2022-08-16 08:31:51

by Sean Christopherson

[permalink] [raw]
Subject: [PATCH 0/3] KVM: kvm_create_vm() bug fixes and cleanup

Fix two (embarassing) bugs in kvm_create_vm() where KVM fails to properly
unwind VM creation, which most often manifests as a not-present page fault
due to use-after-free when walking the global vm_list (VM is added and
freed, but never removed from the list). Patch 3 is a loosely related
clean up.

I discovered the try_get_module() bug by inspection[*]. syzkaller found
the debugfs around the same time.

The try_get_module() bug is especially bad/amusing. The "rmmod --wait"
behavior KVM is trying to handle was removed ~9 years ago...

[*] https://lore.kernel.org/all/[email protected]

Sean Christopherson (3):
KVM: Properly unwind VM creation if creating debugfs fails
KVM: Unconditionally get a ref to /dev/kvm module when creating a VM
KVM: Move coalesced MMIO initialization (back) into kvm_create_vm()

virt/kvm/kvm_main.c | 39 +++++++++++++++++----------------------
1 file changed, 17 insertions(+), 22 deletions(-)


base-commit: 19a7cc817a380f7a412d7d76e145e9e2bc47e52f
--
2.37.1.595.g718a3a8f04-goog


2022-08-16 08:44:53

by Sean Christopherson

[permalink] [raw]
Subject: [PATCH 2/3] KVM: Unconditionally get a ref to /dev/kvm module when creating a VM

Unconditionally get a reference to the /dev/kvm module when creating a VM
instead of using try_get_module(), which will fail if the module is in
the process of being forcefully unloaded. The error handling when
try_get_module() fails doesn't properly unwind all that has been done,
e.g. doesn't call kvm_arch_pre_destroy_vm() and doesn't remove the VM
from the global list. Not removing VMs from the global list tends to be
fatal, e.g. leads to use-after-free explosions.

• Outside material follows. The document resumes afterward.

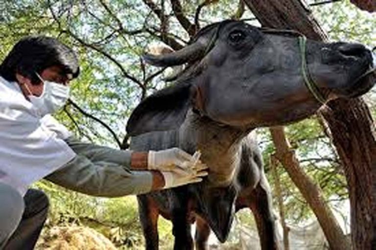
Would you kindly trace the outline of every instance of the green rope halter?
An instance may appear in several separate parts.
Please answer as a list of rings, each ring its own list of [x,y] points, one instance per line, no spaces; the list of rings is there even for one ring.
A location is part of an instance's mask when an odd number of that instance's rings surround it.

The obvious alternative would be to add proper unwinding, but the
justification for using try_get_module(), "rmmod --wait", is completely
bogus as support for "rmmod --wait", i.e. delete_module() without
O_NONBLOCK, was removed by commit 3f2b9c9cdf38 ("module: remove rmmod
--wait option.") nearly a decade ago.

It's still possible for try_get_module() to fail due to the module dying
(more like being killed), as the module will be tagged MODULE_STATE_GOING
by "rmmod --force", i.e. delete_module(..., O_TRUNC), but playing nice
with forced unloading is an exercise in futility and gives a falsea sense
of security. Using try_get_module() only prevents acquiring _new_
references, it doesn't magically put the references held by other VMs,
and forced unloading doesn't wait, i.e. "rmmod --force" on KVM is all but
guaranteed to cause spectacular fireworks; the window where KVM will fail
try_get_module() is tiny compared to the window where KVM is building and
running the VM with an elevated module refcount.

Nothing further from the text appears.